His silence told her enough. She smirked.

But then the angel said, as if he needed something to distract him from the pulped remains they’d left behind, “None of my hookups are worth mentioning.” He paused again, taking a breath before continuing. “But that’s because Shahar ruined me for anyone else.”

Ruined me. The words clanged through Bryce.

Hunt went on, eyes swimming with memory, “I grew up in Shahar’s territory in the southeast of Pangera, and as I worked my way up the ranks of her legions, I fell in love with her. With her vision for the world. With her ideas about how the angel hierarchies might change.” He swallowed. “Shahar was the only one who ever suggested to me that I’d been denied anything by being born a bastard. She promoted me through her ranks, until I served as her right hand. Until I was her lover.” He blew out a long breath. “She led the rebellion against the Asteri, and I led her forces—the 18th Legion. You know how it ended.”

Everyone in Midgard did. The Daystar would have led the angels—maybe everyone—to a freer world, but she’d been extinguished. Another dreamer crushed under the boot heel of the Asteri.

Hunt said, “So you and Flynn …?”

“You tell me this tragic love story and expect me to answer it with my bullshit?” His silence was answer enough. She sighed. But—fine. She, too, needed to talk about something to shake off that murder scene. And to dispel the shadows that had filled his eyes when he’d spoken of Shahar.

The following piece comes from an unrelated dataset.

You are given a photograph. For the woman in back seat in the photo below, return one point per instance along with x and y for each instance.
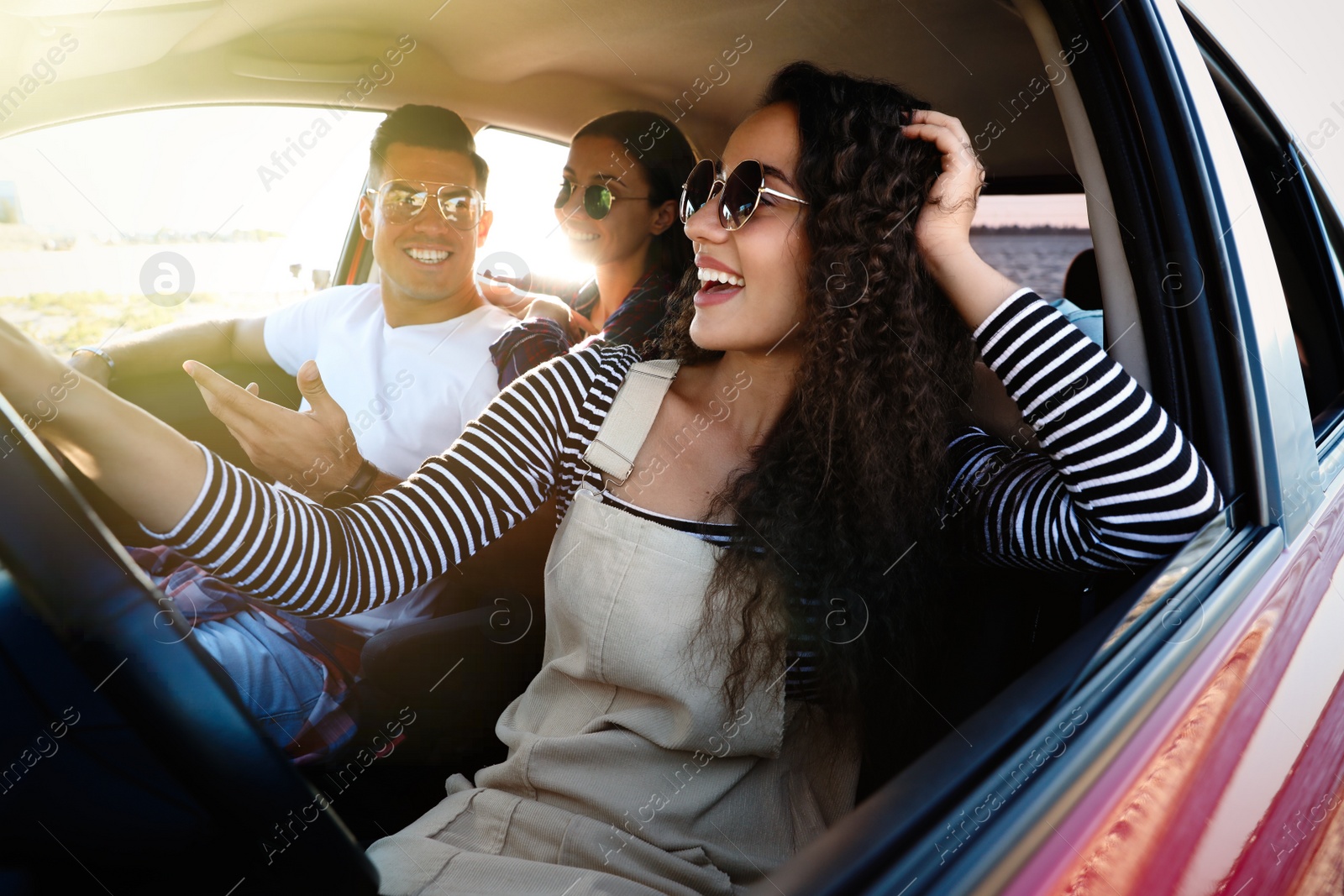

For that alone she said, “No. Flynn and I never hooked up.” She smiled slightly. “When I visited Ruhn as a teenager, I was barely able to function in Flynn’s and Declan’s presence.” Hunt’s mouth curled upward. “They indulged my outrageous flirting, and for a while, I had a fanatic’s conviction that Flynn would be my husband one day.”

Hunt snickered, and Bryce elbowed him. “It’s true. I wrote Lady Bryce Flynn on all my school notebooks for two years straight.”